The Social Security Administration has begun processing limited benefits and payments for some same-sex couples in compliance with the Supreme Court's invalidation of Section 3 of the Defense of Marriage Act, the agency announced Friday.
"Social Security is now processing some retirement spouse claims for same-sex couples and paying benefits where they are due," Carolyn W. Colvin, acting commissioner of Social Security, said in a statement.
The updated "Windsor instructions" that now recognize same-sex marriages will apply to all claims filed on or after the Supreme Court ruled in the Windsor case on June 26, or any claims that were pending final determination at the time of the ruling.
However, payments will be limited for the time being to same-sex couples who are legally married and live in the 13 states that permit same-sex marriage, as well as the District of Columbia, where same-sex marriage is also legal. Colvin, however, hinted that that could change as the government continues to update federal policies and regulations.

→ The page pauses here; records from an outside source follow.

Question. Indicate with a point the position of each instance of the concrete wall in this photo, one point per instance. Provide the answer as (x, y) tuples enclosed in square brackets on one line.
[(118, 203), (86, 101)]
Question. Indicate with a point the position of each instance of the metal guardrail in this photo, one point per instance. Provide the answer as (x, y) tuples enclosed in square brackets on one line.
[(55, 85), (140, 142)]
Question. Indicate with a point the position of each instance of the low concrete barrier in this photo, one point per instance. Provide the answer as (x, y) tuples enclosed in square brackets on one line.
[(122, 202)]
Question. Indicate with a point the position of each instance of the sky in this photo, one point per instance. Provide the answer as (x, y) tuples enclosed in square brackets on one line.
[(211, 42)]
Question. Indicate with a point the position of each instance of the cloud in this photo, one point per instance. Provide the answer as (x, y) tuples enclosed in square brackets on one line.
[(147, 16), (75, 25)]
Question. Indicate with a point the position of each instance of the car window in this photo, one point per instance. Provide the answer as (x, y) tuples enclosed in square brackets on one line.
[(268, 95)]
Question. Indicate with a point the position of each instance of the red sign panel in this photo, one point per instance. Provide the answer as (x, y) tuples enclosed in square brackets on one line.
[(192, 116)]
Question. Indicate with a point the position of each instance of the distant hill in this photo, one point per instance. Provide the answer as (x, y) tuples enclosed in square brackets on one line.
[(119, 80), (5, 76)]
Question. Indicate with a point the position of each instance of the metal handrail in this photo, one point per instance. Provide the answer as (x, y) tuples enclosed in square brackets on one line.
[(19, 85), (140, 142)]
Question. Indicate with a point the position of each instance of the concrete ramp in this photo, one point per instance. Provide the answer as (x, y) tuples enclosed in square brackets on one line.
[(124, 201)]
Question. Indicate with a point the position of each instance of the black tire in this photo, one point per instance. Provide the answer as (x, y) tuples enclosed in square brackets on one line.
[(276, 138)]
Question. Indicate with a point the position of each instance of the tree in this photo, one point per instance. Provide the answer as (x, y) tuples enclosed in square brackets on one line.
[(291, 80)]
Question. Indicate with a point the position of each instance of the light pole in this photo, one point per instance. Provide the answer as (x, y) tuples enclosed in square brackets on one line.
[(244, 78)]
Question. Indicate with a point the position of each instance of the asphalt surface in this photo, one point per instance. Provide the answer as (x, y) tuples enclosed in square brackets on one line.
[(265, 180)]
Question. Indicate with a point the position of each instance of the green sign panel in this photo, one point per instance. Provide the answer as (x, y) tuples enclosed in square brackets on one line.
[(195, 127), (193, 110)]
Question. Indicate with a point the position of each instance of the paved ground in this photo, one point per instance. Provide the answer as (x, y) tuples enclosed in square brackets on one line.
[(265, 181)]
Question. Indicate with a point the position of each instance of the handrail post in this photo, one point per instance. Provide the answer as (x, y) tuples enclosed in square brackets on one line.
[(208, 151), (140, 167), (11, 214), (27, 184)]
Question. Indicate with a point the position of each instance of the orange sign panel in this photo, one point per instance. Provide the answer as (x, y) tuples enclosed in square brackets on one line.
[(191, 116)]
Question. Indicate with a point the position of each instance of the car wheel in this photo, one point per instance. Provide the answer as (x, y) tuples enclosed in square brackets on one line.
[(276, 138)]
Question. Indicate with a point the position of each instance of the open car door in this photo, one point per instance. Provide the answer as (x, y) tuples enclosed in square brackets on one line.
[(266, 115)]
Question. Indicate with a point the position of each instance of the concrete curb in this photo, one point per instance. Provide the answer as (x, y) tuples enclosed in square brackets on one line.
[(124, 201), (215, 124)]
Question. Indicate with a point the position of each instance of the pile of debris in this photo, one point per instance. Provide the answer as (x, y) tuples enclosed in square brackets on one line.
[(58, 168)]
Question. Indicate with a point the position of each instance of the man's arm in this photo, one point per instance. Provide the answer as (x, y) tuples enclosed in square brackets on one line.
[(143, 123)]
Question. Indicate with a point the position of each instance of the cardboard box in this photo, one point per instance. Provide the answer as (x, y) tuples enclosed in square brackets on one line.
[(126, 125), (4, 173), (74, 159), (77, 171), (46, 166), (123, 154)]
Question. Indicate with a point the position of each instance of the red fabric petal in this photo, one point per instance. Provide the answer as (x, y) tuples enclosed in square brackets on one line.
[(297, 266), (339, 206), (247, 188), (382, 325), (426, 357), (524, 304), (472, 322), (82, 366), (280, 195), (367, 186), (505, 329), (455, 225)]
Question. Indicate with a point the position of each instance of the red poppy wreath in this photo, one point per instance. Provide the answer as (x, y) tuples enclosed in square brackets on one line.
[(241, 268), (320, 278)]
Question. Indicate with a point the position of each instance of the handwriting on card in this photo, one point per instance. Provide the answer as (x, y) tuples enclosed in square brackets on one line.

"We continue to work closely with the Department of Justice," Colvin said. "In the coming weeks and months, we will develop and implement additional policy and processing instructions. We appreciate the public's patience as we work through the legal issues to ensure that our policy is legally sound and clear."
President Barack Obama, who ordered his cabinet to implement the DOMA ruling "swiftly and smoothly," has said he believes the decision to award lawfully married same-sex couples full federal rights and benefits should apply in all 50 states.
"It's my personal belief -- but I'm speaking now as a president as opposed to as a lawyer -- that if you've been married in Massachusetts and you move someplace else, you're still married, and that under federal law you should be able to obtain the benefits of any lawfully married couple. But I'm speaking as a president, not a lawyer," Obama said in June.